Recent laboratory experiments have unveiled a fascinating possibility: some planets might generate substantial amounts of water within their interiors, challenging our previous understanding of how water-rich worlds form. This discovery, published in Nature on October 29, could revolutionize our understanding of exoplanet formation and even shed light on Earth’s own water origins.

Scientists have long wondered about the abundance of water on certain exoplanets, particularly those that orbit surprisingly close to their host stars. Traditional planetary formation theory suggests a clear boundary called the “snow line” – planets forming inside this boundary (like Earth and Venus) should be relatively dry, while those forming beyond it (like Saturn and Neptune) can accumulate substantial water and gases. This created a puzzle for astronomers discovering numerous water-rich exoplanets orbiting close to their stars, seemingly inside what should be their systems’ snow lines. The conventional explanation was that these planets must have formed farther out and then migrated inward, but the new research offers a compelling alternative.

The breakthrough came when researchers simulated extreme planetary interior conditions by subjecting olivine – a mineral abundant inside planets – to high-pressure, high-temperature conditions in the presence of hydrogen. Using a diamond anvil cell and innovative pulsed laser techniques to avoid equipment damage, the team observed something remarkable: the hydrogen stripped oxygen atoms from the minerals, forming substantial amounts of water. “There was no rock left. All I had was metal and water,” reported Harrison Horn, a planetary scientist now at Lawrence Livermore National Laboratory who conducted the experiments. The reaction produced an astonishing amount of water – about 18 percent of the initial mass converted to water, thousands of times more than expected for Earth-like planets.

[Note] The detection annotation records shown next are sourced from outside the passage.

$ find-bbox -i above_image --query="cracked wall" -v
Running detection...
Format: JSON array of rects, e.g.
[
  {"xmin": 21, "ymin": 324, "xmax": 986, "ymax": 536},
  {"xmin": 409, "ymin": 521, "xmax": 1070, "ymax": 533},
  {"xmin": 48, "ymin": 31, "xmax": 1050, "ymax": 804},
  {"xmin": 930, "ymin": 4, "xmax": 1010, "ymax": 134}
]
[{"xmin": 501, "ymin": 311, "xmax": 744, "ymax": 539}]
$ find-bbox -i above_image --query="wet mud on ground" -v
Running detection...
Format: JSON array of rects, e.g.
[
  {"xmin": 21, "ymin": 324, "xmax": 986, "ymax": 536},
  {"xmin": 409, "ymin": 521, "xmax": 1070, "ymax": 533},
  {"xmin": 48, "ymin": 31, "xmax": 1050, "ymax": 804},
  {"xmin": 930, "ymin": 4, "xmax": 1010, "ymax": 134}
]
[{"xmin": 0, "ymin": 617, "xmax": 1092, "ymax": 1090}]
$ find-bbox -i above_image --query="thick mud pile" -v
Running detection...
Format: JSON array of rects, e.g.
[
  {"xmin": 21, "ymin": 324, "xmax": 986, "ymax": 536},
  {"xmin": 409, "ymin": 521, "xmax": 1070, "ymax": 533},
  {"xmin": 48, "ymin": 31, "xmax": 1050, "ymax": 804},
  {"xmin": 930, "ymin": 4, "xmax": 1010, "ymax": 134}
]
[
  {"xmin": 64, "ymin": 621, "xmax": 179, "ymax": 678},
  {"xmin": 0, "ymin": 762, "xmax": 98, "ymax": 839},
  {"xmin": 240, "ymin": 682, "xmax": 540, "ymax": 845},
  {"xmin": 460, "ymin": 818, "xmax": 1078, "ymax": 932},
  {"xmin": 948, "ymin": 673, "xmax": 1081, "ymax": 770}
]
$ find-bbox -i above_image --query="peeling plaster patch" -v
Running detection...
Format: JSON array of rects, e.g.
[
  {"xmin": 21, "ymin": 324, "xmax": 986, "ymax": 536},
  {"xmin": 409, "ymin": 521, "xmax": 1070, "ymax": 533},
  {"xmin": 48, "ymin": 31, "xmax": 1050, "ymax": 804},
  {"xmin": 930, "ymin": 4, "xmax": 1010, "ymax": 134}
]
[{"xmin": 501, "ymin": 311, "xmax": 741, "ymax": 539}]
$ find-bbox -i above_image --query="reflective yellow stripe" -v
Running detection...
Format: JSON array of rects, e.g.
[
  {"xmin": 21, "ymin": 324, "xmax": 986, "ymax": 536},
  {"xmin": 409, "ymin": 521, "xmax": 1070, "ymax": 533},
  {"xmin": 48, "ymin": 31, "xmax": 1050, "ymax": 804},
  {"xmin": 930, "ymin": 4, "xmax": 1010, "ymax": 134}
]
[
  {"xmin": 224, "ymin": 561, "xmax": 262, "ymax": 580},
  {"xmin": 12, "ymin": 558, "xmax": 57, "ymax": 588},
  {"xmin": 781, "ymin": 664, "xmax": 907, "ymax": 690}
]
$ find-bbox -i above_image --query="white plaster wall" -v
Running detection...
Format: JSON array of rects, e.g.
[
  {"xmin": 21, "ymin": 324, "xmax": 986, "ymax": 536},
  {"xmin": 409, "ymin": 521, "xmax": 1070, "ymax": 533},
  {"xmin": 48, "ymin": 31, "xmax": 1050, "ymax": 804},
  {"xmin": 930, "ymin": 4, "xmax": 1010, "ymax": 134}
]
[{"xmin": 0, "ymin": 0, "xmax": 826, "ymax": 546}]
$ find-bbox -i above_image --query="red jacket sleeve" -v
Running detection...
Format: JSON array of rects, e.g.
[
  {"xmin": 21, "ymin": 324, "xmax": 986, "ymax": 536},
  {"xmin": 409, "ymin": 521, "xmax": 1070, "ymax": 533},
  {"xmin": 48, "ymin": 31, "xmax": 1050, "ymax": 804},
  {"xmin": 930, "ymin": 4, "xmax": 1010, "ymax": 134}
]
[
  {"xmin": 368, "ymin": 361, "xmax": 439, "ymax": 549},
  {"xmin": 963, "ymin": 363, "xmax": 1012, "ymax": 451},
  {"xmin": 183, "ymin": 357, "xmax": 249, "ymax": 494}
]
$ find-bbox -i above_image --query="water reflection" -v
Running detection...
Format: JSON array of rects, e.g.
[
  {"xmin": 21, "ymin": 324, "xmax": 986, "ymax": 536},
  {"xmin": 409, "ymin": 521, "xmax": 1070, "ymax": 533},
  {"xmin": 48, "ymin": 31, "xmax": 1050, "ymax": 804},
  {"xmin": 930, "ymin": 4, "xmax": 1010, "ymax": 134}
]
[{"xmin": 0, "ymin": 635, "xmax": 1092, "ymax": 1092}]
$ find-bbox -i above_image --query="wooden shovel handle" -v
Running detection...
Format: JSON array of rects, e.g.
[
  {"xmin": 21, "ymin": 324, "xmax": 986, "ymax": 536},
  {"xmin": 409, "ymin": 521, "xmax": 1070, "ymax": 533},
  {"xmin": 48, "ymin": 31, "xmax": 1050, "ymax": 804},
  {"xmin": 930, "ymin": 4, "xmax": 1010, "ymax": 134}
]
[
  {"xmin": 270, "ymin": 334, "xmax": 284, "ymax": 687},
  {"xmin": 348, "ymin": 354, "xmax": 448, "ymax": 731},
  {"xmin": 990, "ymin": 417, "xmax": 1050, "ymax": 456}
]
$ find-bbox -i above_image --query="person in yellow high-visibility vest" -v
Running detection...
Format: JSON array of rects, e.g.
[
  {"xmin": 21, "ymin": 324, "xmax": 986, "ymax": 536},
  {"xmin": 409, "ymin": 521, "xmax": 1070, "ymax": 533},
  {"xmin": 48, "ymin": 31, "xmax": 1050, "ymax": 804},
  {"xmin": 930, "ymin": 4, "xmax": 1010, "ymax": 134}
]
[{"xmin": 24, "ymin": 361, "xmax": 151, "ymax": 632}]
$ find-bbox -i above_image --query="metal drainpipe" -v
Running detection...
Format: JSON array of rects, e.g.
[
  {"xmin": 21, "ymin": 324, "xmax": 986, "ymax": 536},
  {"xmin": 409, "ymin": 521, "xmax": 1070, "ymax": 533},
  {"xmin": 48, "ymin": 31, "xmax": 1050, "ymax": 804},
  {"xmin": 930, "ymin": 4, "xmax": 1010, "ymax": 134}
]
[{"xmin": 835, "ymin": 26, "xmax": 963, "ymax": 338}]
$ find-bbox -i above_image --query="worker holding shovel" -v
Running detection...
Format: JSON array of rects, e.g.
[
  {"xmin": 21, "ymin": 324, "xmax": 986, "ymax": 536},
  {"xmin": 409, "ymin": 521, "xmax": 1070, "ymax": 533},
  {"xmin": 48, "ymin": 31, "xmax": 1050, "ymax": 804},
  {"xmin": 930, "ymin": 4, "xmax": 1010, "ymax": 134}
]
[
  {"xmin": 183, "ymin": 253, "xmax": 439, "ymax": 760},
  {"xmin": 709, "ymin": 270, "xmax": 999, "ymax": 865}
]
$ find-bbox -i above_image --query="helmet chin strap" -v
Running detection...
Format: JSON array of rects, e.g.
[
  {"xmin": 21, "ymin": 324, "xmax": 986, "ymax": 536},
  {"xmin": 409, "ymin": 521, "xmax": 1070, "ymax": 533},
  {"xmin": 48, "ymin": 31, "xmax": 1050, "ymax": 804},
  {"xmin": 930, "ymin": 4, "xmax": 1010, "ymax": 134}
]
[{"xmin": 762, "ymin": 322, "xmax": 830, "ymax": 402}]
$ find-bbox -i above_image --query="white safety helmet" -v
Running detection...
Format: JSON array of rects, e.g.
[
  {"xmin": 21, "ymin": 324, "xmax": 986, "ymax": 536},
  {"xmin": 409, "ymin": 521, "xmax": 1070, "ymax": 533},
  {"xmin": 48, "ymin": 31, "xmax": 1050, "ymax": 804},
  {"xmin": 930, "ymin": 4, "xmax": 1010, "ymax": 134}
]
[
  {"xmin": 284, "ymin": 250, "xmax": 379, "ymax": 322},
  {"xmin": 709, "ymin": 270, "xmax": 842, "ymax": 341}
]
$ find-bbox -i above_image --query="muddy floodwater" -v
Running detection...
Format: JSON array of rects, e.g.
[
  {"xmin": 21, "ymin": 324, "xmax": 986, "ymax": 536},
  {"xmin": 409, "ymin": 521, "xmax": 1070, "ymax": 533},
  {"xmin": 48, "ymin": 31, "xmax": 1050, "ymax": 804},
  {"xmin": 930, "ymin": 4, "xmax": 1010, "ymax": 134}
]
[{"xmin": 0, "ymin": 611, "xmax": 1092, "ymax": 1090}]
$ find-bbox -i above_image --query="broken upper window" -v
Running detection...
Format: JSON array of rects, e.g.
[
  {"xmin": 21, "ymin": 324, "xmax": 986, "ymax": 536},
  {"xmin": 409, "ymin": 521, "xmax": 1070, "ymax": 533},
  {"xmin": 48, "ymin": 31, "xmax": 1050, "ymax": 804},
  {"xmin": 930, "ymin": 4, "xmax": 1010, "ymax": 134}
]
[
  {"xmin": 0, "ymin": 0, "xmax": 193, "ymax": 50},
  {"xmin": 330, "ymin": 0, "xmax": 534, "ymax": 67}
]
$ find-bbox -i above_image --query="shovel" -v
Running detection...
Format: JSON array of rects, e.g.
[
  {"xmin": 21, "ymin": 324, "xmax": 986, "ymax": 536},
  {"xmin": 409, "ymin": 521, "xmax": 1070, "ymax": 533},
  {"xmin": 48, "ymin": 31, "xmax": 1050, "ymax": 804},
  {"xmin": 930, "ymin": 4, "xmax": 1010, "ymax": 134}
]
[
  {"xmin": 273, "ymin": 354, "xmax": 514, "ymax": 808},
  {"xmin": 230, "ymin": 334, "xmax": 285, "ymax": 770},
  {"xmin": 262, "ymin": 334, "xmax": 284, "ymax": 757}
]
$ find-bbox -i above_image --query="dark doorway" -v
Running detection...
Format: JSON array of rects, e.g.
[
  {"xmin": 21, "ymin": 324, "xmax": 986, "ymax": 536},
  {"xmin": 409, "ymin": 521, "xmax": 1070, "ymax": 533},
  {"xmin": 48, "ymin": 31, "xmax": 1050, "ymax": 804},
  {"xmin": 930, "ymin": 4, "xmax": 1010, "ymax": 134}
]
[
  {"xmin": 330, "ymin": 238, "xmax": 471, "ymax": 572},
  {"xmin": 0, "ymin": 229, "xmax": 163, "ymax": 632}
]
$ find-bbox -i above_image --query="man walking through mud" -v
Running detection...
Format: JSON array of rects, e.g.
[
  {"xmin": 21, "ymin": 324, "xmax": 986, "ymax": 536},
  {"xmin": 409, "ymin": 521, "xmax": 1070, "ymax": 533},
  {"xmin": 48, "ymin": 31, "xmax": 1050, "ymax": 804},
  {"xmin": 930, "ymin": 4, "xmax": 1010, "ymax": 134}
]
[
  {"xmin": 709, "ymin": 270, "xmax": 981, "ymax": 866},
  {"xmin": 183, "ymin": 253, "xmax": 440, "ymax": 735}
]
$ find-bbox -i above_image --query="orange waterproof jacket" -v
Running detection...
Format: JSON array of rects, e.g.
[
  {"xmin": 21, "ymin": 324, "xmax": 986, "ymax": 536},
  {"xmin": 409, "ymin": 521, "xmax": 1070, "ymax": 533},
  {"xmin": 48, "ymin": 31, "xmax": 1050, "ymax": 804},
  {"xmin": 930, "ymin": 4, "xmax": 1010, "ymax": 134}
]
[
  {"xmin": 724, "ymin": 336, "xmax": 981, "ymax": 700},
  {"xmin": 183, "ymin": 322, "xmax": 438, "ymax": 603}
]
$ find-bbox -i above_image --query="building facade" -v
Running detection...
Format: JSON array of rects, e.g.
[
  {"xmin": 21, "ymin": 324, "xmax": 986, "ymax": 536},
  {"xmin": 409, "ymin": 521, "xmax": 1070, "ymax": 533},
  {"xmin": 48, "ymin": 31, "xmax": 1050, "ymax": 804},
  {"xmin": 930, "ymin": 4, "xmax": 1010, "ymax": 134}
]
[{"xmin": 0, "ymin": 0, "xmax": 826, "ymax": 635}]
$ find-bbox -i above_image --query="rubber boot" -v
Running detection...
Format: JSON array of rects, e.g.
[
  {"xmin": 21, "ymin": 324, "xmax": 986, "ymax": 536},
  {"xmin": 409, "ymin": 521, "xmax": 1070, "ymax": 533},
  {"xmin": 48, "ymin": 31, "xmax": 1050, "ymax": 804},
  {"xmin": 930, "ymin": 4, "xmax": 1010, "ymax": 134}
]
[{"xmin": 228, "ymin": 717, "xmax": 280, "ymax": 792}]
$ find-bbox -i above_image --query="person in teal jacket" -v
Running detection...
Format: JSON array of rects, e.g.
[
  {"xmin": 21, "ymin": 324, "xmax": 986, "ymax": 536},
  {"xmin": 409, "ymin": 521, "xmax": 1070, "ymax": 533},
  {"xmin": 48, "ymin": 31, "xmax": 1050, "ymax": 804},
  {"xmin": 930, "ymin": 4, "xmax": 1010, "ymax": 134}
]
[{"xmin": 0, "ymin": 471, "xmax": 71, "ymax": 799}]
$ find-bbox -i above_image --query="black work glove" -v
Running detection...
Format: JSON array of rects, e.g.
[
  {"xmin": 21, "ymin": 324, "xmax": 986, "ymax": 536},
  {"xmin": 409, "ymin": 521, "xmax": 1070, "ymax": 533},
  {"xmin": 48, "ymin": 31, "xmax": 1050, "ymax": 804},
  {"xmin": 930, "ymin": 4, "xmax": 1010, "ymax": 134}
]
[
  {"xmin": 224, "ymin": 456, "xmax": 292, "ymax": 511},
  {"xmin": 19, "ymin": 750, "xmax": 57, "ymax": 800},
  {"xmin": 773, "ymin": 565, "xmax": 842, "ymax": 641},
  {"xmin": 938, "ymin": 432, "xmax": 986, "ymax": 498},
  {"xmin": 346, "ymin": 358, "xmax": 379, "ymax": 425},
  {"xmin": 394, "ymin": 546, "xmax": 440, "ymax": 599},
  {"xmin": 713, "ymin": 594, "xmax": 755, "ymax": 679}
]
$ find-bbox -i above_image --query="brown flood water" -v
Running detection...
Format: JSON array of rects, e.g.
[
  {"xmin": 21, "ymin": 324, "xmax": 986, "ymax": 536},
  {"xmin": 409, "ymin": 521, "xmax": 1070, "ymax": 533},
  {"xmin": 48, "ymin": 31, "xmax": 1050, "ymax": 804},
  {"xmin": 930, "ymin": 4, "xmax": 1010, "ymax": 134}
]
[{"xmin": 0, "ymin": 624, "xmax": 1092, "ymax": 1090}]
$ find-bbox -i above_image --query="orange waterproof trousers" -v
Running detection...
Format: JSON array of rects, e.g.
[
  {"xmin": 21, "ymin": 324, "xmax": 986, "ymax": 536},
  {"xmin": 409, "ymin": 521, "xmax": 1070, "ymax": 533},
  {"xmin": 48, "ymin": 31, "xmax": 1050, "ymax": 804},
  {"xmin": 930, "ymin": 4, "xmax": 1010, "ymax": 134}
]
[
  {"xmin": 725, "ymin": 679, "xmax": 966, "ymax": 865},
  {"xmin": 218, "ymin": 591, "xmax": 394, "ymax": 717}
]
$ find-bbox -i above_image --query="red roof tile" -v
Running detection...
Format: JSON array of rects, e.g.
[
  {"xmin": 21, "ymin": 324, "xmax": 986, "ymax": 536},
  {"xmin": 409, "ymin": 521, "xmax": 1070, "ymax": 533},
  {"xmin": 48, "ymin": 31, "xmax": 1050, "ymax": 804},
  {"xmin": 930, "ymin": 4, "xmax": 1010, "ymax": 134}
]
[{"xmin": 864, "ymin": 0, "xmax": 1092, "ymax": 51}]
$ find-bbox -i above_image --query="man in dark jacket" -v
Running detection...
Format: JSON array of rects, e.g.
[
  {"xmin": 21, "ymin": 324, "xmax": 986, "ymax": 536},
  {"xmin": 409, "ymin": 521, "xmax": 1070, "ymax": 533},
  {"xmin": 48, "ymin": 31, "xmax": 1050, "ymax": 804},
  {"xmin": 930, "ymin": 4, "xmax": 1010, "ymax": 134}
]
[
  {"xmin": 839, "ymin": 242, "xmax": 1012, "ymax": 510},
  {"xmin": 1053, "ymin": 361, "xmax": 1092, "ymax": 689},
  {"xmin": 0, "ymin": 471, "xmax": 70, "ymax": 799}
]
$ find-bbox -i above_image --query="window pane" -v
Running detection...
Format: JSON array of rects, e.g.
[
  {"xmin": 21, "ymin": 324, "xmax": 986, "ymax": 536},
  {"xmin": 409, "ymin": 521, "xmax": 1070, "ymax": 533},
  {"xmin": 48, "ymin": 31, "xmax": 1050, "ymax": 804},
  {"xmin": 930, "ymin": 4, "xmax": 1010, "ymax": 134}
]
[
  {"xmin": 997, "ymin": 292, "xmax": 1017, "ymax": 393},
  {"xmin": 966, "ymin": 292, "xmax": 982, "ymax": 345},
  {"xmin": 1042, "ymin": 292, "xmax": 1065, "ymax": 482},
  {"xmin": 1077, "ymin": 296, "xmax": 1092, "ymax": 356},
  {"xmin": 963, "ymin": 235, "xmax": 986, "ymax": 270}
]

This water-generating process likely occurs at the boundary between a planet’s rocky interior and its gaseous hydrogen envelope. The researchers estimate that planets undergoing this process could develop water content ranging from 5 to 28 percent of their total mass. The resulting worlds would fall into two categories: massive ocean planets covered by deep liquid water, or “hycean” worlds with oceans topped by thick hydrogen atmospheres. Rather than being distinct planetary types, these represent variations along a continuum, with the specific outcome depending on factors like the planet’s size, composition, and proximity to its star.

The findings have significant implications for planetary habitability. While recent studies had suggested that water on hycean worlds might be mostly trapped in their mantles, this new research “moves the water abundance back up,” according to Remo Burn, an astrophysicist not involved in the study. This increased likelihood of surface water might create more favorable conditions for life to develop on these distant worlds. The chemical mechanism is particularly exciting because it doesn’t require special circumstances – just the interaction of common planetary materials under the right conditions.

Perhaps most intriguingly, this discovery may help solve the longstanding mystery of Earth’s own water origins. While today’s Earth lacks the extreme conditions needed for this reaction, they might have existed during our planet’s formation when Earth had a hydrogen-rich early atmosphere. Supporting this hypothesis, researchers have identified tiny water vesicles trapped in ancient deep-Earth diamonds with chemical signatures distinct from surface water. This suggests Earth’s water may have come from two sources: an internal reservoir created through early chemical reactions, and a later component delivered by water-rich asteroids and comets from the outer solar system. This dual-origin theory helps explain some of the puzzling isotopic characteristics of Earth’s water that have long challenged planetary scientists.